Some practice that trick of popping their skateboard up into the air
and trying to land on it with both feet when it descends.
One day I happened upon a cluster of kids,
hanging around the Peace Pole in South Park.
A boy was jerking the pole back and forth,
as if to loosen it and pull it out.
A girl was kicking at it.
I walked over.
“Kind of a dumb thing you’re doing,” I said.
“That’s offensive,” a smart-mouthed girl replied.
“Is it?” I asked.
“Not really,” she answered.
I continued to chide them,
more with my presense as an adult,
than any words they might have heard.
Then the girl said,
“We’re just kids, we have small minds.”
“That’s not much of an excuse,” I said,
as I walked away.
But what I wish I could have said was:
“Take care – and have fun.”
But they would likely have taken
even that wistful blessing as more admonition –
not gentle guidance.
They’re already recognizing that
small minds tend more often to occur in grownups.

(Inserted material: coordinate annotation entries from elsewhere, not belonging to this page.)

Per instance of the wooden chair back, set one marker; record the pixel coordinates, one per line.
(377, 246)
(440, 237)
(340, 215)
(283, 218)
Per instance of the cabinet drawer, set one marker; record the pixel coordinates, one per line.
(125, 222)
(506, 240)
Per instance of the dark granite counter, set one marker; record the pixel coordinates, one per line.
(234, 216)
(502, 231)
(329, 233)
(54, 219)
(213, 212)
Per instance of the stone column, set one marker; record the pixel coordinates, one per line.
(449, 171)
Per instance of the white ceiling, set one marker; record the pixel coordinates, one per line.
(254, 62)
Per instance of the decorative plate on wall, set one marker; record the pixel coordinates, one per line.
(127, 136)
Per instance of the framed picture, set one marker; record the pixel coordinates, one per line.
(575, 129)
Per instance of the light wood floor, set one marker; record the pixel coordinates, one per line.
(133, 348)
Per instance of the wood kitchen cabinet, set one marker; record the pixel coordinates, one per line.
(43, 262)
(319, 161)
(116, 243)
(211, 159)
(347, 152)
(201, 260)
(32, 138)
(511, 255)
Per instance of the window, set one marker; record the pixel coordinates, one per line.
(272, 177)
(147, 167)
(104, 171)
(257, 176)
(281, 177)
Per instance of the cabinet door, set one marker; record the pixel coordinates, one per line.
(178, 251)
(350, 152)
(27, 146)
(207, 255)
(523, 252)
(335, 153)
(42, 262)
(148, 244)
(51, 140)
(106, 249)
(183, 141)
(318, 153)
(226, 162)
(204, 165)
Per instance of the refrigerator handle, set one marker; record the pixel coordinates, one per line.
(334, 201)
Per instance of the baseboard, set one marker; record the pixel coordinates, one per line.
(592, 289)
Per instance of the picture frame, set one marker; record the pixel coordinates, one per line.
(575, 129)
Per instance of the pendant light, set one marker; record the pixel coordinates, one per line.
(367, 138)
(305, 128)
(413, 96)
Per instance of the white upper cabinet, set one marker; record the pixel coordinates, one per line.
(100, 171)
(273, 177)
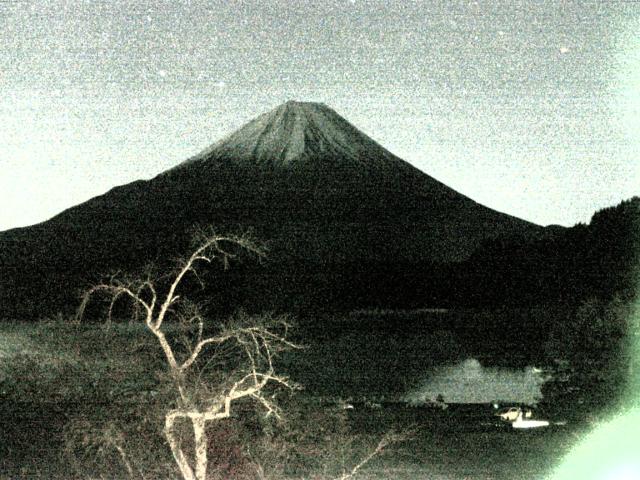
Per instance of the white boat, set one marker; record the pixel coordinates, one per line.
(523, 423)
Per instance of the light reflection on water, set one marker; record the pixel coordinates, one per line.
(469, 382)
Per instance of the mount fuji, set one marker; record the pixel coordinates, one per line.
(326, 198)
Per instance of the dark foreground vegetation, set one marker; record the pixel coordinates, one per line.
(88, 401)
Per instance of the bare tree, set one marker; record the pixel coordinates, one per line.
(256, 340)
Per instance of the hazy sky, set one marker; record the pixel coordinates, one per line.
(531, 108)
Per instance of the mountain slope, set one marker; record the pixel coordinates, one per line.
(327, 198)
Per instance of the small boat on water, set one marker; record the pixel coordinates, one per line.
(524, 423)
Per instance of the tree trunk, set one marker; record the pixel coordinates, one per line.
(199, 424)
(178, 454)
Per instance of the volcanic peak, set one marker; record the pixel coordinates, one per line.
(297, 133)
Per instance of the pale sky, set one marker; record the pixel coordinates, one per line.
(531, 108)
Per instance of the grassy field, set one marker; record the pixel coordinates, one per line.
(59, 382)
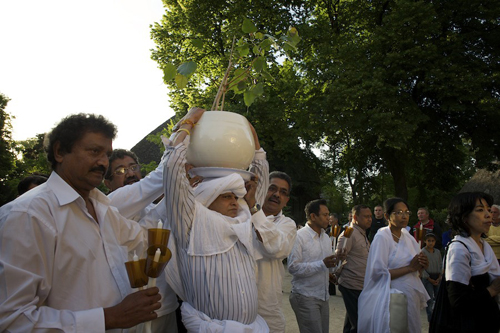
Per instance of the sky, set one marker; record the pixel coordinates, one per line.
(60, 57)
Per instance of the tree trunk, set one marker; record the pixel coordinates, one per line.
(395, 162)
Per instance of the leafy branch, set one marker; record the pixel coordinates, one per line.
(254, 48)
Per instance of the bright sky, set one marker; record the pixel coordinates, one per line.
(59, 57)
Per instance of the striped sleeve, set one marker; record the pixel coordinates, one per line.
(179, 195)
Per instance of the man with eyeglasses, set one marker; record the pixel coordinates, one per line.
(276, 236)
(310, 263)
(133, 195)
(134, 198)
(429, 226)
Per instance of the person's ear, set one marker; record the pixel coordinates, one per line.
(58, 154)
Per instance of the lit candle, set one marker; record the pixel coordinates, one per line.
(420, 234)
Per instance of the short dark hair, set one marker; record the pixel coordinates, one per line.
(284, 176)
(357, 209)
(313, 207)
(391, 202)
(73, 128)
(119, 154)
(25, 183)
(461, 206)
(429, 235)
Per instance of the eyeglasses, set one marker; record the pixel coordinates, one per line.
(123, 170)
(401, 213)
(281, 191)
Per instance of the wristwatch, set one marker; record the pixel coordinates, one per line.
(255, 209)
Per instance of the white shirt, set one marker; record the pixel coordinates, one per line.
(278, 236)
(305, 263)
(134, 202)
(59, 266)
(221, 285)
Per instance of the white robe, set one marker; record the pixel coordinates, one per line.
(385, 254)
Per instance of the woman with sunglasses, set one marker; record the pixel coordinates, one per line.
(393, 264)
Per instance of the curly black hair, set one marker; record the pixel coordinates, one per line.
(461, 206)
(73, 128)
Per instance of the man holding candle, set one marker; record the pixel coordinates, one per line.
(64, 247)
(352, 275)
(276, 236)
(133, 196)
(310, 263)
(429, 226)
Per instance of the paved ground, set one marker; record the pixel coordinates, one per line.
(337, 310)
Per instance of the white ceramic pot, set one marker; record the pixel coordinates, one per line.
(221, 139)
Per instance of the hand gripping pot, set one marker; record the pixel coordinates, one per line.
(222, 140)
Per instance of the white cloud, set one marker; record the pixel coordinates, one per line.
(61, 57)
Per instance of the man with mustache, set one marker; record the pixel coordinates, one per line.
(276, 236)
(64, 247)
(133, 196)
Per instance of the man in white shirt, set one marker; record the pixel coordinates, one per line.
(214, 243)
(352, 274)
(310, 263)
(276, 236)
(133, 195)
(63, 247)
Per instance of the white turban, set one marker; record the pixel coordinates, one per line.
(207, 191)
(212, 232)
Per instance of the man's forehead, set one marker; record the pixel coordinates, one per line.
(123, 162)
(281, 183)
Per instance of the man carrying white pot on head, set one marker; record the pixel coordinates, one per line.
(215, 275)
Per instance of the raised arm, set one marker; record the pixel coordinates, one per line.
(132, 199)
(179, 195)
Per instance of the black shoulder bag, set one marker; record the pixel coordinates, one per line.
(441, 320)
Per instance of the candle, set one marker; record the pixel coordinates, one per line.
(157, 255)
(420, 234)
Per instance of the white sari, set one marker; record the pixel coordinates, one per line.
(385, 254)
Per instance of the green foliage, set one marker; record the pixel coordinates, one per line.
(243, 49)
(402, 97)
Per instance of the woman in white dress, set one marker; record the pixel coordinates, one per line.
(472, 273)
(393, 264)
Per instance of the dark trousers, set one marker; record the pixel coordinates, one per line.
(350, 297)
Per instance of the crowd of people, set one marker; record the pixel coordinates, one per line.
(63, 245)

And they can’t be expected to understand
the distinction that, rather than small,
kid’s minds are open -
if sometimes empty -
as they linger between innocence and responsibility.
But it would be useless
to try warn these kids,
killing what little time they have left,
that all the things they now think they’re missing out on
will rob them of their bliss.
Yesterday, as I walked past what used to be Penny Annies,
a former magnet for after-school kids,
I saw a boy hit a crack with the wheels of his skateboard
and sprawl headlong off onto the sidewalk.
It occurred to me that he was lucky to avoid breaking his neck.
His friends turned and skated back to him,
laughing.
“Take care – and have fun,”
I said, wordlessly, as I walked on, unnoticed.